Arrivée en bas de l'immeuble, situé à la place de l'Indépendance, je jetais pour la centième fois un coup d'oeil sur le sms de mon cousin: "Slt couz, u as rdv Lundi à 12h30 pour 1 entret1. ville, place de l'indépendance, imm ClairAfrik, 10e étage. Demand M.Cissé. Bone chance boy". 

Je pense que je suis au bon endroit, l'immeuble est gigantesque et magnifique, je souffle un coup, récite mes sourates avant d'accéder à l'accueil et d'appuyer sur le bouton de l'ascenseur.

"Ding", je suis au 10e étage, plus je me rapproche de la porte d'entrée plus mon estomac se noue. Il faut dire que ces derniers mois, aucun de mes entretiens n'a été concluant. Espérons cette fois-ci que ça soit la bonne. "Bismillahi", murmurai avant de pousser la porte.
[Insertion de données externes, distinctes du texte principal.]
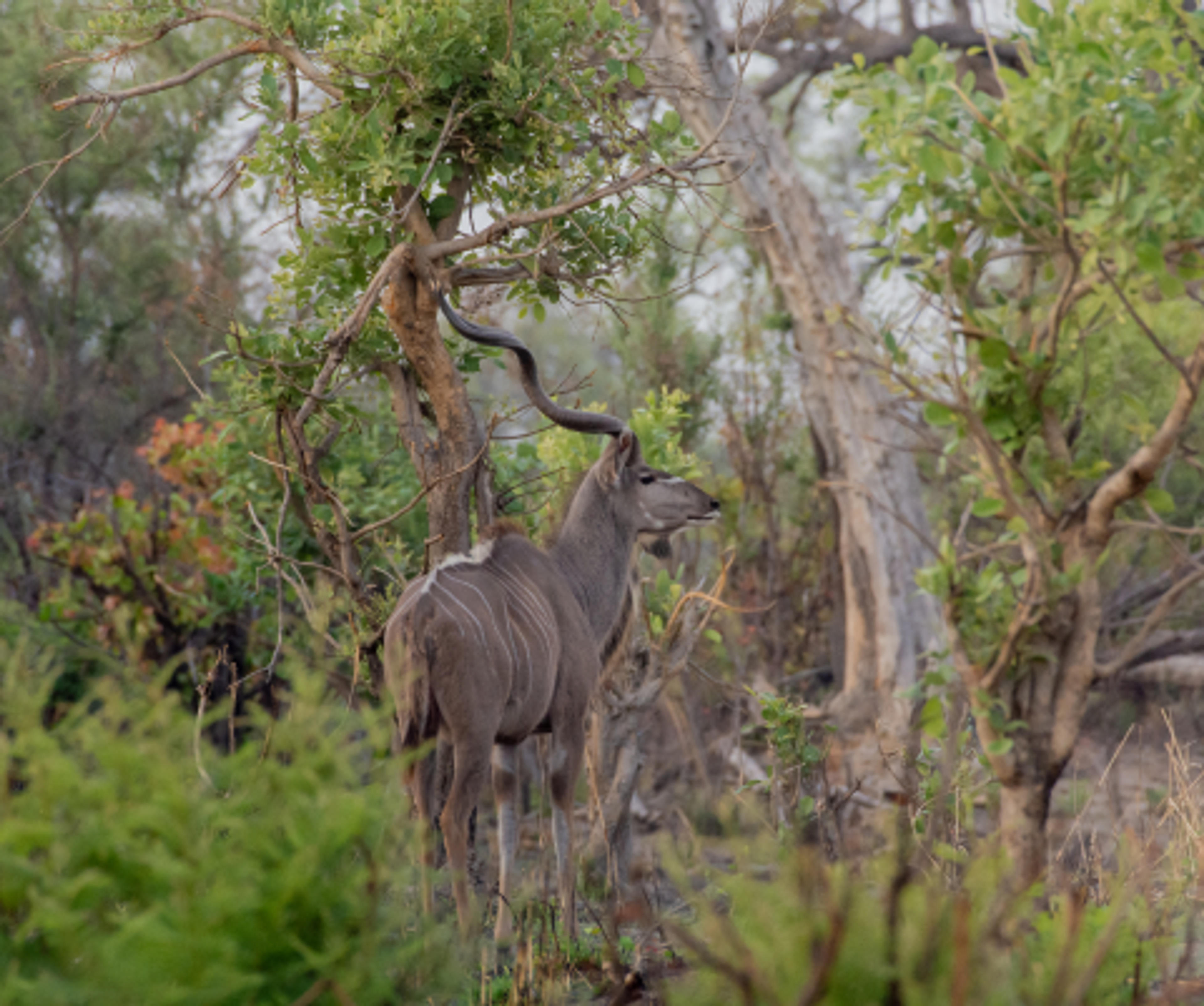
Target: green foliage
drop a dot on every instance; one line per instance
(824, 934)
(124, 879)
(141, 575)
(108, 264)
(1056, 228)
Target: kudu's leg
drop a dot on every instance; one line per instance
(471, 763)
(506, 785)
(568, 747)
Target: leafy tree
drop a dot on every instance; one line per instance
(1055, 236)
(104, 263)
(412, 145)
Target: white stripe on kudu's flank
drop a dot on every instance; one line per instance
(543, 616)
(489, 608)
(480, 629)
(533, 605)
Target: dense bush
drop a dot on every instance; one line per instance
(834, 934)
(136, 868)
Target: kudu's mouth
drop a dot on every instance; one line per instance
(710, 517)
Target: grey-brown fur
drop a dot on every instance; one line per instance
(490, 649)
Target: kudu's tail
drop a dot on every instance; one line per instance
(407, 678)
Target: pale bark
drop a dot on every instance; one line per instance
(888, 625)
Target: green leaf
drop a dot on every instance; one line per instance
(988, 506)
(1058, 135)
(1161, 502)
(932, 718)
(1149, 258)
(994, 353)
(932, 164)
(996, 153)
(938, 414)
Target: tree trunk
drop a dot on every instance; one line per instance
(889, 625)
(414, 317)
(1024, 810)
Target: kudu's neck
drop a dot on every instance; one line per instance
(594, 552)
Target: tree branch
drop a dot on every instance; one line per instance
(1139, 470)
(1165, 606)
(252, 47)
(877, 47)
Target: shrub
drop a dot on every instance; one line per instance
(128, 877)
(819, 933)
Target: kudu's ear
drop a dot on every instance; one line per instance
(622, 452)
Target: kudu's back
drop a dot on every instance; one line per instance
(478, 645)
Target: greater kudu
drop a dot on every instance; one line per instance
(492, 648)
Une jeune dame enceinte m'accueille avec un grand sourire : 

"Bienvenue, je m'appelle Coura comment puis-je vous aider ?". 

"Bonjour Madame, je suis là pour un entretien avec Monsieur Cissé, j'ai un peu d'avance". 

"Merci de prendre place à côté, je vais le prévenir". Elle s'exécute et appuie sur les boutons de son combiné : "Oui Monsieur Cissé, votre rendez-vous est là, d'accord je la fais patienter". "Je vous prie de patienter, il vous reçoit dans quelques minutes."

"Merci", dis-je toute gênée d'avoir 20 minutes d'avance. Je sors mon calepin et commence à griffonner pour faire passer mon stress et un peu le temps. D'un coup je sursaute quand j'entends de loin une voix m'appeler : "Mlle Thiam, Mlle Thiam, Mlle Thiam c'est à vous". Je me suis perdue dans mes pensées, je me lève du fauteuil et lui dis : " merci Madame, c'est Madame Aïdara". 

"Ah d'accord, désolée Madame Aïdara, merci de me suivre, Monsieur Cissé vous attend dans son bureau." 

Elle marche très difficilement, sûrement qu'elle est bientôt à terme pensais-je directement. On longeait ensemble le couloir qui mène au bureau de Monsieur Cissé. Elle toque et m'indique de rentrer en me soufflant "bonne chance". Je me glisse dans le bureau et pris de panique, les émotions me submergent. Son visage n'a pas changé, ses traits fins que je connaissais par coeur au collège se sont adoucis avec l'âge. Elancé, dans un costume qui lui va à merveille, il me tend la main et me dit avec son sourire "Colgate", bienvenue Mlle Thiam chez Capitalize. Je voulais lui dire c'est Mme Aïdara, hélas mes lèvres n'arrivaient pas à se décoller et je feignis un merci avant de prendre place dans son immense bureau meublé avec très grand soin d'un style épuré, chic et contemporain. 

En quelques secondes, je suis redevenue la jeune collégienne de 13 ans, timide, qui n'avait pas confiance en elle. Je me revis avec mon look de garçon manqué, toute maigrichonne assise au fond de la classe pour passer inaperçue.